Inventory existing tools to determine if any are suitable for the framework (such as HP OpenView, Computer Associates' Unicenter, and IBM Tivoli).
Determine the protocols for communication into the central repository.
When decisions are finalized, procure software as necessary.
When a tool is in place to efficiently monitor your strategic business applications, the next step is to build subprocesses in which these tools communicate with the organization's problem and change management system. This approach closes the loop and builds the foundation for more proactive communication across the business - now your enterprise help desk is contacting your CRM team when disk thresholds are exceeded in the system or subsecond responses are exceeded on the network communication to the ERP system. When a monitoring framework has been developed and the tools are selected and implemented, you're ready to go to the business to promote the end-to-end monitoring environment.
Review Your Applications
If you find yourself reading this article and thinking about Band-Aids or stop-gap measures to get some insight into the health of your strategic business applications without building frameworks, creating committees, or designing SLAs, stop right there: You're in luck. It's possible to improve the monitoring of such apps without deploying tools and enterprise frameworks.
If you've recently started your position as CIO or have been put in charge of providing health and performance information for your strategic business applications, put on the tactical hat and start prioritizing. Determine your risk and exposure based on the level of financial importance your applications carry in the organization. When you're done, determine if you should pick off the low-hanging fruit first and how and when you'll get back to planning your enterprise monitoring strategy. In the short term, utilize your current tools and put manual processes in place to monitor your applications.

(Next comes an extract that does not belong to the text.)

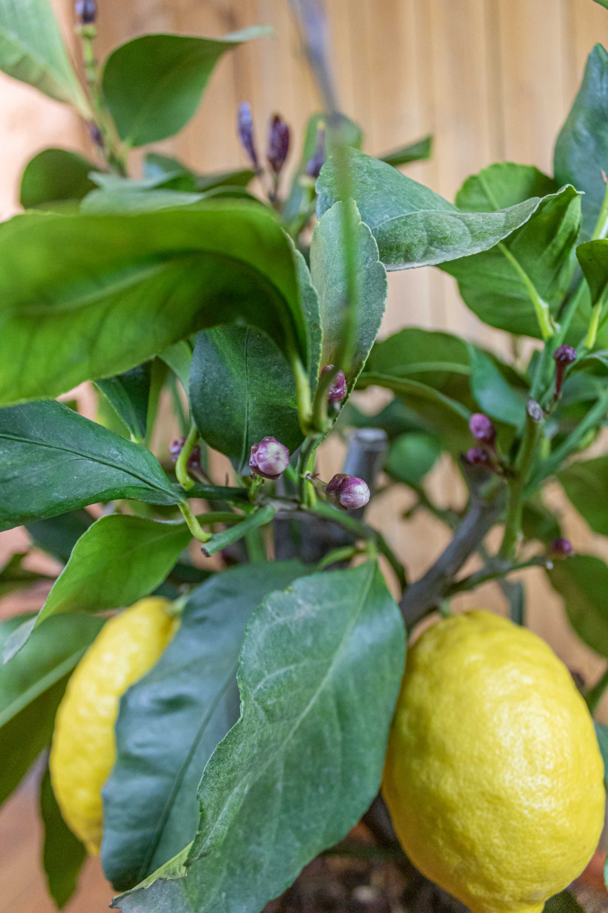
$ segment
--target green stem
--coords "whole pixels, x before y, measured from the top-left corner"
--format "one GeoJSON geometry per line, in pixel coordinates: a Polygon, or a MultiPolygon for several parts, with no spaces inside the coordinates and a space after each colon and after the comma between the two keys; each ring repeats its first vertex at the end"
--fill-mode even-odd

It's not imperative that you invest in a full monitoring and management strategy for your organization the first day on the job. However, you must be cognizant of the fact that you will spend more in the long run if you don't invest in a strategy and build a foundation for your organization to effectively manage and monitor all systems within your organization.
Put Your Feet Up
If you've designed and implemented your management and monitoring strategy, you should now be able to sit back and put your feet up. Congratulations: The result of your new monitoring strategy for these strategic business applications will be savings for your organization. What's more, you probably saved your job for another day.